The SRV record should be setup like this:
|Target or Service Hoster||e.g. silverback.imagoverum.com|
Silverback Web Site Certificate
The Silverback solution utilizes a device management protocol that requires an established trust relationship between the device and server. This allows the server to provision and manage your mobile fleet securely. The Silverback web service requires one (1) certificate signed by a Certificate Authority trusted by the devices. The certificate must also match the DNS Name outlined in Section DNS Setup. The Silverback Website Certificate is a core requirement for Silverback to function, please have the PFX/P12 Certificate Bundle available for installation.
A full list of iOS trusted Certificate Authorities is available at: http://support.apple.com/kb/HT5012.
Silverback is web based. Take it into consideration if there are any corporate web proxies in your network. If your end users are using a web proxy to browse the internet, then an appropriate configuration is needed to allow Silverback to function effectively:
- Ensure that each web browser (that has a proxy set) has an exclusion set for the Silverback server URL outlined in section DNS Setup.
- Configure each web proxy to allow traffic destined for the Silverback server to reach its destination unaltered.
- Ensure that any devices connected to Wi-Fi have access to the Apple push network, as outlined in Firewall Rules.

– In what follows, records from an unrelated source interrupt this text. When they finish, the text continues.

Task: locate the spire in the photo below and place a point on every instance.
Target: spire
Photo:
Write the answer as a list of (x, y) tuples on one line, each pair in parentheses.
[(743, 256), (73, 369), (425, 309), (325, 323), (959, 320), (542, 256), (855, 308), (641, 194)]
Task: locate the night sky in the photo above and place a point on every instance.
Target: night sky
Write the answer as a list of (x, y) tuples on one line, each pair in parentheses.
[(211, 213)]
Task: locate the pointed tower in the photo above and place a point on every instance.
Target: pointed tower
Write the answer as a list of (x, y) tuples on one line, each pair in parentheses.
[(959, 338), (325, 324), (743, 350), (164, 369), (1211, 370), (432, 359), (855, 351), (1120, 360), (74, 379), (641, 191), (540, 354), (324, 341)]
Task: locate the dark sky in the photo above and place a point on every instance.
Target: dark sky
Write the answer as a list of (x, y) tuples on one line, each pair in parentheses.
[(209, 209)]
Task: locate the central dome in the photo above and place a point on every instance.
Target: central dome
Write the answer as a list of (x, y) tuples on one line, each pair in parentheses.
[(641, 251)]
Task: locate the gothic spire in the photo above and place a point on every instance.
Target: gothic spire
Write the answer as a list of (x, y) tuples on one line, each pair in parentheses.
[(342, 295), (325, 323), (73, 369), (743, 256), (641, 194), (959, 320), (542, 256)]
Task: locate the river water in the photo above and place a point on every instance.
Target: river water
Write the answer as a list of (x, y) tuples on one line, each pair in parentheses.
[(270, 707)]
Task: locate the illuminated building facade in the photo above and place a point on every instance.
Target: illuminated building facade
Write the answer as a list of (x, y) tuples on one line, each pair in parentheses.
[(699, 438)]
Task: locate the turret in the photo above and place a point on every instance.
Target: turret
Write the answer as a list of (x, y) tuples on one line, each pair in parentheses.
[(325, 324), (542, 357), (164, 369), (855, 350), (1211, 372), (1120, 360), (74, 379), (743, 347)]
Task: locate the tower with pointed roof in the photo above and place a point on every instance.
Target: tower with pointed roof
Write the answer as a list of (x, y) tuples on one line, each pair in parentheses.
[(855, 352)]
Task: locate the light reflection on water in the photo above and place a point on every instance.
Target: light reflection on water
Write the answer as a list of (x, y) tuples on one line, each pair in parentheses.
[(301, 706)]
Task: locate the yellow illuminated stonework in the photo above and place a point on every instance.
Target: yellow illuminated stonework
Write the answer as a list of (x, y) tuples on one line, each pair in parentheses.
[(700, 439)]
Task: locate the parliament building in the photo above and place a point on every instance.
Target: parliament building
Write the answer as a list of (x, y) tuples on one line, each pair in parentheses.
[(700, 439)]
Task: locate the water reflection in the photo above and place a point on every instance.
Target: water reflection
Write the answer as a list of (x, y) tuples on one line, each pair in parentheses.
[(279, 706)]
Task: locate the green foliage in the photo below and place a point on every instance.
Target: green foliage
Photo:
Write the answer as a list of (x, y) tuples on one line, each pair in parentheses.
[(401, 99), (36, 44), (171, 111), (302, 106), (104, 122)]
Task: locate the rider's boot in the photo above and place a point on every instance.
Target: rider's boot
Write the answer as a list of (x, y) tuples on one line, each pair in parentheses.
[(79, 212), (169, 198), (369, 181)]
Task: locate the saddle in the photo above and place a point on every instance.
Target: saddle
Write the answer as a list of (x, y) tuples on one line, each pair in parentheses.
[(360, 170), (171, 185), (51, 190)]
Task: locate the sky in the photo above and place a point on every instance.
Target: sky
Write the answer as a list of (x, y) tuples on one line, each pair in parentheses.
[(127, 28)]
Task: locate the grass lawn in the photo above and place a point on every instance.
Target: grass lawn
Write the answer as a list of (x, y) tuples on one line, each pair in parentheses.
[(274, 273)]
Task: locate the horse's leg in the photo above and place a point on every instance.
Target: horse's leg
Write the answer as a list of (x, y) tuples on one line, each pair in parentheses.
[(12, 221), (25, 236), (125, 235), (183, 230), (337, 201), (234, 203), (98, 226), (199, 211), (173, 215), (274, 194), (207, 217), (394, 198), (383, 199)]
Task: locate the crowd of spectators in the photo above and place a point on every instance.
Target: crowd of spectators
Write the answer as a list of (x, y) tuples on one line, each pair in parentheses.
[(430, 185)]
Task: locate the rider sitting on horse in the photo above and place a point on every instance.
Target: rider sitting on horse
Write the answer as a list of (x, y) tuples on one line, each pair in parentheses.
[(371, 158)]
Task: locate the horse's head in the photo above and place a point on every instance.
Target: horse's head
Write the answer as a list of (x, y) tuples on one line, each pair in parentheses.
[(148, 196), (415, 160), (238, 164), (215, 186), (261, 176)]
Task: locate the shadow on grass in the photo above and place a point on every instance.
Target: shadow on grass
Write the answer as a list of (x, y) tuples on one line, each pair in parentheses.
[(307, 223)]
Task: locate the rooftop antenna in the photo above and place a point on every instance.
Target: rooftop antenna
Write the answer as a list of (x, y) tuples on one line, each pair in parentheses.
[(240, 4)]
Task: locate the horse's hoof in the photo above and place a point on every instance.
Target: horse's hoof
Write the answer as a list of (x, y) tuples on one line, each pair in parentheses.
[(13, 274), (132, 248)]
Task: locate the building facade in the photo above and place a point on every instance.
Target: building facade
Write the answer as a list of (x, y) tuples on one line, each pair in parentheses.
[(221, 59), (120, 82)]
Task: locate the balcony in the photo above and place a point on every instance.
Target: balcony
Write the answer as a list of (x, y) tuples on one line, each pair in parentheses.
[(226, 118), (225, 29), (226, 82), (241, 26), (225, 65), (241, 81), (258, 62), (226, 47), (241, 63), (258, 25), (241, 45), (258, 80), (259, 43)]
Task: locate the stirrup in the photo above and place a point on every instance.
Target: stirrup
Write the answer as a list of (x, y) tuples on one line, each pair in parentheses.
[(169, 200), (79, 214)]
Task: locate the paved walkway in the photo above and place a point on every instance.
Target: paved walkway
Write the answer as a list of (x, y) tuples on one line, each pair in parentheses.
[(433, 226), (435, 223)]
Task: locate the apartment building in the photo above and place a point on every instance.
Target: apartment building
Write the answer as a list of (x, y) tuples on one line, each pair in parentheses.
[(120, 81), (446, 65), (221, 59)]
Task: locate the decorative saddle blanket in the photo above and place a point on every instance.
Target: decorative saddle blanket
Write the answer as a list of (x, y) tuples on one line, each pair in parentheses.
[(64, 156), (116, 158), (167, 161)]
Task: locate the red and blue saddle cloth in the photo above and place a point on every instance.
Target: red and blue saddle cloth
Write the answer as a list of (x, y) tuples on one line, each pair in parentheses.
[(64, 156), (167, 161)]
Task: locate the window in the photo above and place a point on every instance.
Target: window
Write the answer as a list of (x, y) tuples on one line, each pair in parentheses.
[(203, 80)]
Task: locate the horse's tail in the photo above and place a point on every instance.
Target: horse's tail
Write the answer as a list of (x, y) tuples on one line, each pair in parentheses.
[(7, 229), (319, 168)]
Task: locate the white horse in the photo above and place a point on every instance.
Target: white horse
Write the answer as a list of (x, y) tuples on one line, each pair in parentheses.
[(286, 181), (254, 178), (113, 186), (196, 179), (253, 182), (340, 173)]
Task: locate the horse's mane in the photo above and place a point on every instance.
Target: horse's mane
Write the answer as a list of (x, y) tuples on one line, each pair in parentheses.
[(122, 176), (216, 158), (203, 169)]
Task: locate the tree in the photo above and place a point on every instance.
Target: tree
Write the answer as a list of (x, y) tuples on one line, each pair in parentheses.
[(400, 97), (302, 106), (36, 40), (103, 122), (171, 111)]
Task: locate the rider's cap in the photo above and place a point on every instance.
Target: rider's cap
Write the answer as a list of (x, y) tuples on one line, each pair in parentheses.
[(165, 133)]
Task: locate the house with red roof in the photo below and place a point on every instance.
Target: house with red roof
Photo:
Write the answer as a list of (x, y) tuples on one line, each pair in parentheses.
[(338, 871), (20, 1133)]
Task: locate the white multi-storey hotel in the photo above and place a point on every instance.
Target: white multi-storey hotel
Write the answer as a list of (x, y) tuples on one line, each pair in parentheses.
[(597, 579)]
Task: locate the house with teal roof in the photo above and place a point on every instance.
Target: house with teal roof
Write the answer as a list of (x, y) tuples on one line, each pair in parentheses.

- Ensure that any Android devices enrolled in Silverback are able to access GCM, as outlined in Firewall Rules.
Silverback will notify administrators about key events in the system if configured to do so. The SMTP Server details are required for alerts. The SMTP Server must allow anonymous relay within the company domain.
Silverback is used to manage deployment of Exchange ActiveSync client configurations. Ensure your Exchange ActiveSync is currently configured and in a working state.
Exchange PowerShell Connectivity
Silverback can be configured to use Microsoft Exchange’s Device Quarantine Mode to block devices from syncing with the Exchange Server at a device level. For this to work, add the following extra Active Directory Permissions on the Silverback Enterprise Device Manager Group:
- Organization Management
- Server Management
- Exchange Recipient Management
- Server Management Groups
Refer to our Exchange PowerShell Integration Guide for additional information.